Haushaltspolitik des Bundes seit vier Jahrzehnten verfehlt
Schaut man sich den für kommendes Jahr geplanten Bundeshaushalt an, kommt man an zwei Feststellungen, die einander bedingen, nicht vorbei. Erstens: Die Auswirkungen der Finanz- und Wirtschaftskrise sind weiterhin spürbar. Zweitens: Die Steuersenkungspolitik der Bundesregierung passt nicht dazu. Durch die geplanten Entlastungen, die auch schon von der Großen Koalition verabredet worden sind, wird die Staatsverschuldung auf fast 86 Milliarden Euro getrieben – eine horrende Zahl, wenn man davon ausgesagt, dass für 2010 ursprünglich und demnach ohne Krisenbetrachtung nur sechs Milliarden Euro eingeplant gewesen sind.
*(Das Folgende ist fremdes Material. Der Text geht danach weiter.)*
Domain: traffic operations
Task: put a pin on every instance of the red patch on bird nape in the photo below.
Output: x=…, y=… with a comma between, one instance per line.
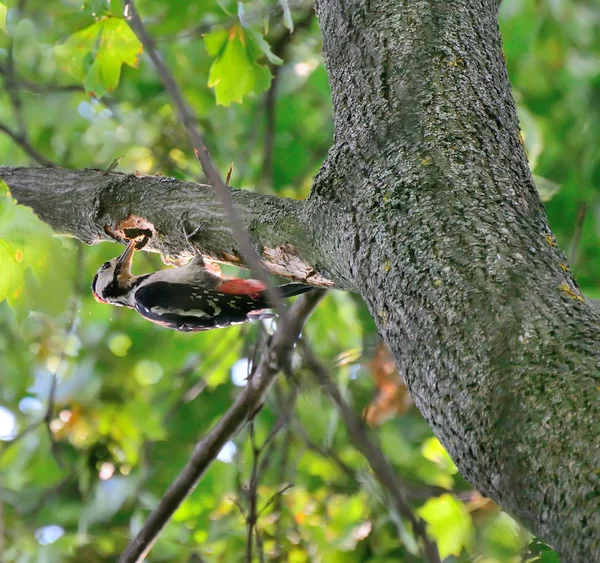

Aber: Die Steinbrück-Pläne für die mittelfristige Finanzplanung gelten spätestens seit dem externen Schock "Lehmann Brothers" nicht mehr, die Finanzkrise hat erst den Finanzsektor und schließlich die gesamte Wirtschaft in den Abgrund gerissen. In Deutschland war der Einbruch mit fünf Prozent milder als erwartet, aber härter als alles vorher dagewesene. Damit hat Peer Steinbrück die Schuldenkrone rechtfertigen müssen, gleiches gilt für seinen Nachfolger Wolfgang Schäuble. Hinzu kommen aber weitere Entlastungsversprechen der schwarz-gelben Bundesregierung, die sich weder der Bund, noch die Länder und erst recht nicht die Kommunen leisten können. Da hilft es auch nicht, dass sich der Bund – namentlich die Frau Bundeskanzler – die Länder kauft: Bundesschulden gegen Landesschulden lautete die Devise beim Wachstumsbeschleunigungsgesetz, das sicherlich vieles beschleunigt, das Wachstum aber nicht.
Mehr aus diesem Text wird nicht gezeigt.